Vengo del pueblo. Tenía allí, en Sarnago, una cita cultural de obligado cumplimiento. En verano, en la España despoblada, florece la cultura, último asidero de la supervivencia, como florecen los rosales en los huertos abandonados. Aprovechando las fiestas patronales y la presencia de los que acuden de fuera, la mayoría antiguos vecinos cargados de años o sus descendientes, se multiplican las semanas culturales, en las que se acostumbra a volver la vista atrás en busca del tiempo perdido. Es un fenómeno social muy extendido, cargado de añoranza, digno de tenerse en cuenta. Es la señal más significativa de que la llamada España vaciada se resiste a morir. Pero se comprueba enseguida, con las primeras intervenciones en el programado acto cultural, que el pueblo, como uno mismo, tiene más pasado que futuro. La función discurre en la plaza, delante de la escuela y la Casa-Concejo con presencia de autoridades y con las gentes sentadas en sillas de madera.
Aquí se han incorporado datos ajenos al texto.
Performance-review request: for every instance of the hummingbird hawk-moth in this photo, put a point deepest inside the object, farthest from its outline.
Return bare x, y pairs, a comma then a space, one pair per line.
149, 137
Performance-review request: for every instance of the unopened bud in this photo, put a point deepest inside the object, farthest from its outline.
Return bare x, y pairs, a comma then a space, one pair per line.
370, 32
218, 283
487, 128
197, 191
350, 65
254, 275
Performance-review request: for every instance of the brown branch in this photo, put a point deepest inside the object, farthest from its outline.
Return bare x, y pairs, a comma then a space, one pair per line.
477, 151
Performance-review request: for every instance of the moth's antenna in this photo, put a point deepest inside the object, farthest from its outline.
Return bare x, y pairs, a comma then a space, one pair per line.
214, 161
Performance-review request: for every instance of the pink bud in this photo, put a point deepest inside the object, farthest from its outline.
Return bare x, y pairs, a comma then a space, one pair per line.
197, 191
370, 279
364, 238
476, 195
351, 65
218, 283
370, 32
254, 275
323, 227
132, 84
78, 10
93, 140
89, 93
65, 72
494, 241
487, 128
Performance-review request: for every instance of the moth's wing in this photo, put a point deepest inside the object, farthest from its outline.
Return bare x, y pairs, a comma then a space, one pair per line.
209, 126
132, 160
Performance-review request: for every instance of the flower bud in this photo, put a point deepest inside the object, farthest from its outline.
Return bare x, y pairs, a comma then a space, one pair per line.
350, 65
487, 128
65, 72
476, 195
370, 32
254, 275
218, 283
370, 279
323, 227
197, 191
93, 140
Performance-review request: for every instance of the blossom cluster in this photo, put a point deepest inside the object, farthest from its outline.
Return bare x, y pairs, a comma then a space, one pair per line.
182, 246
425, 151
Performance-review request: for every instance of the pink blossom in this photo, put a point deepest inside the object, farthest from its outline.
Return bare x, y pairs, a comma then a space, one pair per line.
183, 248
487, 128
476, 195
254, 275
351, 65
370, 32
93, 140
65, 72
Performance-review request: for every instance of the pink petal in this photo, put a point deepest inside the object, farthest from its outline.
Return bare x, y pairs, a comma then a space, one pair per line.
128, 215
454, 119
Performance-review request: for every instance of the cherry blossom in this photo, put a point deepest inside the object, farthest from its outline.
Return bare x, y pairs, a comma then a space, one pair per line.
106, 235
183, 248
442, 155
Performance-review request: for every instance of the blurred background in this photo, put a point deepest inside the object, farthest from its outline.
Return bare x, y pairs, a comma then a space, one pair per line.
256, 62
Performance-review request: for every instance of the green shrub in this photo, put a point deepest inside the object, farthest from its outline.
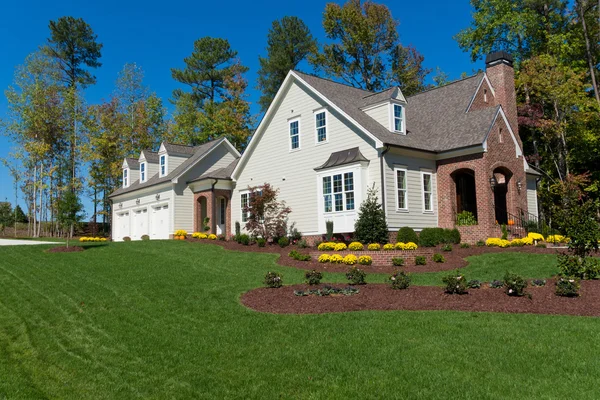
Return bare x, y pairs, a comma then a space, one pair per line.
273, 280
514, 285
398, 261
244, 239
455, 283
299, 256
356, 276
283, 242
313, 277
438, 258
420, 260
567, 286
399, 280
406, 235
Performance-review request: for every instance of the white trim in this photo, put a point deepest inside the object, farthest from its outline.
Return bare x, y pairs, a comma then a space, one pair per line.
484, 78
430, 173
405, 170
518, 150
290, 122
315, 113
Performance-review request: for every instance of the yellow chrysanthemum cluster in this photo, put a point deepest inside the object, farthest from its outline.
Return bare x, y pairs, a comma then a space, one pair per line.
92, 239
356, 246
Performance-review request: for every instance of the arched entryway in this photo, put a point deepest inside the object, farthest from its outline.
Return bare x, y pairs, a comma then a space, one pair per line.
466, 196
500, 181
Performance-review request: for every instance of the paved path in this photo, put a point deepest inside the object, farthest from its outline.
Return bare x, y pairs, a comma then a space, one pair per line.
17, 242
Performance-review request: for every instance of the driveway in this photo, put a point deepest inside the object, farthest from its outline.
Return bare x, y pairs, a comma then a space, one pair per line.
17, 242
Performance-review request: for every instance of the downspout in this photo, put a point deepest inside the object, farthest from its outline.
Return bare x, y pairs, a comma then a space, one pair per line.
383, 153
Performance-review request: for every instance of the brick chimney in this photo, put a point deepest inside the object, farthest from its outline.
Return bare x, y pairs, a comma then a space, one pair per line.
499, 69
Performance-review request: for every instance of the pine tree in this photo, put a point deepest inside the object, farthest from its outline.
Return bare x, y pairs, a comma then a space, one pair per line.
371, 225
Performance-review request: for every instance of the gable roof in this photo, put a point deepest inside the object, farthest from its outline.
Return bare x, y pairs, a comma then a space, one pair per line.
199, 152
436, 120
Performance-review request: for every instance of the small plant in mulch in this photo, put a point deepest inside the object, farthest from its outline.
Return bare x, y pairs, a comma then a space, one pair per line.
356, 276
398, 261
455, 283
399, 280
313, 277
496, 284
438, 258
273, 280
567, 286
296, 255
514, 285
474, 284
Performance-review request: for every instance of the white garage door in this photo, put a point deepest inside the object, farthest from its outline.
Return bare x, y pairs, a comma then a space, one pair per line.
122, 226
160, 222
140, 223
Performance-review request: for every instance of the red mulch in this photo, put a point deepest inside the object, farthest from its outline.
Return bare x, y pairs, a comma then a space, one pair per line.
65, 249
454, 259
382, 297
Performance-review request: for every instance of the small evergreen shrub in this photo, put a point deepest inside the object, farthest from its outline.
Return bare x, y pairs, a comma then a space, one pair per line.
273, 280
474, 284
283, 242
407, 234
420, 260
399, 280
437, 257
455, 283
313, 277
356, 276
398, 261
567, 286
514, 285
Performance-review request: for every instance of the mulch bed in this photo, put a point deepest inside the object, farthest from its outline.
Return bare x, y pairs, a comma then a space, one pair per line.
65, 249
454, 259
419, 298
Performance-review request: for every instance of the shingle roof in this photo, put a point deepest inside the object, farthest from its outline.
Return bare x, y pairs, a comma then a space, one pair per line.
342, 158
221, 173
436, 119
199, 152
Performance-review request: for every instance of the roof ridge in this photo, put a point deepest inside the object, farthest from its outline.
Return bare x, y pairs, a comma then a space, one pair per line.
446, 85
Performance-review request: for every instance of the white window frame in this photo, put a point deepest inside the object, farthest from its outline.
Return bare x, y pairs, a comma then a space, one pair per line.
290, 122
405, 170
315, 113
393, 118
160, 166
423, 173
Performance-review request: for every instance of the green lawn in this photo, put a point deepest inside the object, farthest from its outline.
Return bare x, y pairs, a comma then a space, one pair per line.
163, 320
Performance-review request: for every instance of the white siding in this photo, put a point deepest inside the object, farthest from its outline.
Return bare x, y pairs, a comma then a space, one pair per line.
532, 204
415, 217
293, 172
380, 114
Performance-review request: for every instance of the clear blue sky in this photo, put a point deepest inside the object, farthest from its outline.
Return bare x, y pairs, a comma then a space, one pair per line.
157, 35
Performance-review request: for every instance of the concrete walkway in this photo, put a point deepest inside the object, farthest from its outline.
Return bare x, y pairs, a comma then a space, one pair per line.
17, 242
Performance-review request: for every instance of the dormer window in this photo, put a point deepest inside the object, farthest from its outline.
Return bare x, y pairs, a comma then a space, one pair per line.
163, 165
143, 172
398, 118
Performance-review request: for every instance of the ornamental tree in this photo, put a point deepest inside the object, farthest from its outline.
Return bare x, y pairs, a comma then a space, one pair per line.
267, 217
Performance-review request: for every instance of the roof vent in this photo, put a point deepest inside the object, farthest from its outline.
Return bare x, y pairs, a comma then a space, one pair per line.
497, 58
Digo que cuesta volver al pueblo. El reencuentro con el paisaje de la infancia –las calles, las eras, el ejido, los prados, las «herrañes», el cerro del castillo…– no compensa la pérdida de referencias. Pesan las ausencias. Contemplo, enfrente de la mesa desde donde hablo, mi casa derrumbándose –fui el último que nació y vivió allí–, y la mayoría de las personas que escuchan atentamente resultan desconocidas. Sólo en algunos de ellos descubres, si observas con atención su rostro, las señas de su padre o de su madre que compartieron contigo el pupitre en aquella escuela mixta, que está detrás y ahora alberga en sus paredes fotografías antiguas, perfectamente reconocibles. Alrededor del caserío ha subido el pinar, que desfigura en parte el paisaje original, y la torre de la iglesia sigue caída. Se echa en falta la presencia de animales. Ni perros ni gatos ni gallinas ni caballerías ni el sonido familiar de los cencerros de las ovejas. Nada. Ni pájaros. Han desaparecido los vencejos u hocetes que alegraban el aire y no se oye el bullicio de los nidos de los gorriones en los tejados. Los animales eran parte esencial de la vida de los pueblos, pero ya no volverán. Es el tiempo de las máquinas.

Puede que, después de esta devastadora despoblación, haya pueblos que sobrevivan. Por su hercúleo esfuerzo, Sarnago merece ser uno de ellos. Pero ya nada será igual. El agua que pasa por debajo del puente no vuelve. Ahora toca guardar los despojos de una cultura milenaria que se acaba. A eso obedece este florecimiento cultural en los veranos de la España despoblada.